Kinetic and thermodynamic studies of the adsorption of heavy metals on to a new adsorbent: coal mine drainage sludge.

In this study, we investigated the application of sludge waste obtained from a coal mine drainage treatment facility that treats acid mine drainage (designated as AMD) from metal-mine water. The coal mine drainage sludge (designated as CMDS), which contained 70% goethite and 30% calcite, was utilized as a sorption material for Cu(II) and Zn(II) removal from an aqueous solution of metallic mine drainage. The equilibriums and kinetics were investigated during a series of batch adsorption experiments. The Langmuir model was used to fit the equilibrium data, resulting in the best fits. The removal efficiencies were controlled by solution pH, temperature, initial concentration of heavy metal, sorbent amount and contact time. The pseudo-second-order kinetic model was used to fit the kinetic data, providing a good correlation with the experimental data. The results of a thermodynamic study showed that the activation energies (EA) were 3.75 and 1.75 kJ mol(-1) for the adsorption of Cu(II) and Zn(II) on to CMDS at pH 5.5. These values of activation energy could correspond to physisorption.
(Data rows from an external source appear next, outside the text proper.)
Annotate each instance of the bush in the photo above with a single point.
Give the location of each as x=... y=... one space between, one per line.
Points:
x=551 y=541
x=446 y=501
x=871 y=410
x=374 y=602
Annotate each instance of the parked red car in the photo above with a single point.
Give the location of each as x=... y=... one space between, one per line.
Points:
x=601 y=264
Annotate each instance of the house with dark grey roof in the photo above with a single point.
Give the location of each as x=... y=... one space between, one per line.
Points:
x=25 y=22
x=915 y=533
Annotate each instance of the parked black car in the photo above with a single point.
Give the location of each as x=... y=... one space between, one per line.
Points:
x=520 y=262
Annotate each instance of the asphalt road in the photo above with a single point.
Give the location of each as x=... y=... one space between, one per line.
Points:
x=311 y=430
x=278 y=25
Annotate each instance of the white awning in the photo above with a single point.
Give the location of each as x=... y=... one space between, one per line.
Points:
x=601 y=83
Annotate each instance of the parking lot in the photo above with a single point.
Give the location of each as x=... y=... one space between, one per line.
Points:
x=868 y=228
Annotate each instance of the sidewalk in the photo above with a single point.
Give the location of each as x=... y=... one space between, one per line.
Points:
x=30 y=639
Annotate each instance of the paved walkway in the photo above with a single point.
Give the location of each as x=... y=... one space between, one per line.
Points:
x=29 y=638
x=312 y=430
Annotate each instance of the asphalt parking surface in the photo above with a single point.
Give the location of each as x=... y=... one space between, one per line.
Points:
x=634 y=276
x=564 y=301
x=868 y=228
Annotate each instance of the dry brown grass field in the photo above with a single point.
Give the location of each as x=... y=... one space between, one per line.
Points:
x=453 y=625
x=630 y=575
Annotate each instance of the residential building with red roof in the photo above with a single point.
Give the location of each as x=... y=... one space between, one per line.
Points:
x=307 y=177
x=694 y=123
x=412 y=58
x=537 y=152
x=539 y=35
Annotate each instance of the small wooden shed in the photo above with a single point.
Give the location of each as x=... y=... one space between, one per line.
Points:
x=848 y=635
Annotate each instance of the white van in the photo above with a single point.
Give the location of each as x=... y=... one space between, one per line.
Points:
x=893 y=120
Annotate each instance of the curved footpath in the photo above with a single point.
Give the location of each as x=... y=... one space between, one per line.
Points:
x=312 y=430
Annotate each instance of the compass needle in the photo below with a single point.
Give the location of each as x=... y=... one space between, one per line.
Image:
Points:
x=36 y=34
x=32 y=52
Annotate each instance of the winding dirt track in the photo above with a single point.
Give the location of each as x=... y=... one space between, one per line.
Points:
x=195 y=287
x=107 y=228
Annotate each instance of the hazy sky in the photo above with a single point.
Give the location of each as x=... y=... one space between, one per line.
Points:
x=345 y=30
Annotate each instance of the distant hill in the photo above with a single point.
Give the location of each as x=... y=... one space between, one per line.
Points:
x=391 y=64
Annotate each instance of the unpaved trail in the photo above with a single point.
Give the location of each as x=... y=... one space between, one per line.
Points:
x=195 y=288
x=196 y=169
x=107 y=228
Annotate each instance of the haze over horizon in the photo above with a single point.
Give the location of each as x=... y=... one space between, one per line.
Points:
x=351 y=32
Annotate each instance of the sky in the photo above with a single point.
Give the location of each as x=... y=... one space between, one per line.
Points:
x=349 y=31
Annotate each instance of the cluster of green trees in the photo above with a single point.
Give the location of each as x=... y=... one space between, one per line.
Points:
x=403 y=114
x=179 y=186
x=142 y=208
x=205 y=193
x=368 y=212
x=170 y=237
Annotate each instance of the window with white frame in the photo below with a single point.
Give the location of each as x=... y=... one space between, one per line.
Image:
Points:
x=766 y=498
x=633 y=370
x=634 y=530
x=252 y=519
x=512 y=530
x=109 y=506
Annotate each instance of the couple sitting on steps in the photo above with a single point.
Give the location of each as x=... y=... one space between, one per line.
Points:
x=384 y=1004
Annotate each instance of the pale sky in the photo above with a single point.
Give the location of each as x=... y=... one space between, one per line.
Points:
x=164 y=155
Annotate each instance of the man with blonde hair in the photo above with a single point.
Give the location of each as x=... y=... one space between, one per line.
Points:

The positive values obtained for both the standard enthalpy change, delta0, and the standard entropy change, deltaS0, suggest that the adsorption of Cu(II) and Zn(II) on to the CMDS was an endothermic reaction and that randomness increased at the solid-liquid interface during the adsorption of Cu(II) and Zn(II) on to the CMDS. The adsorption process also followed a pseudo-second-order kinetic model.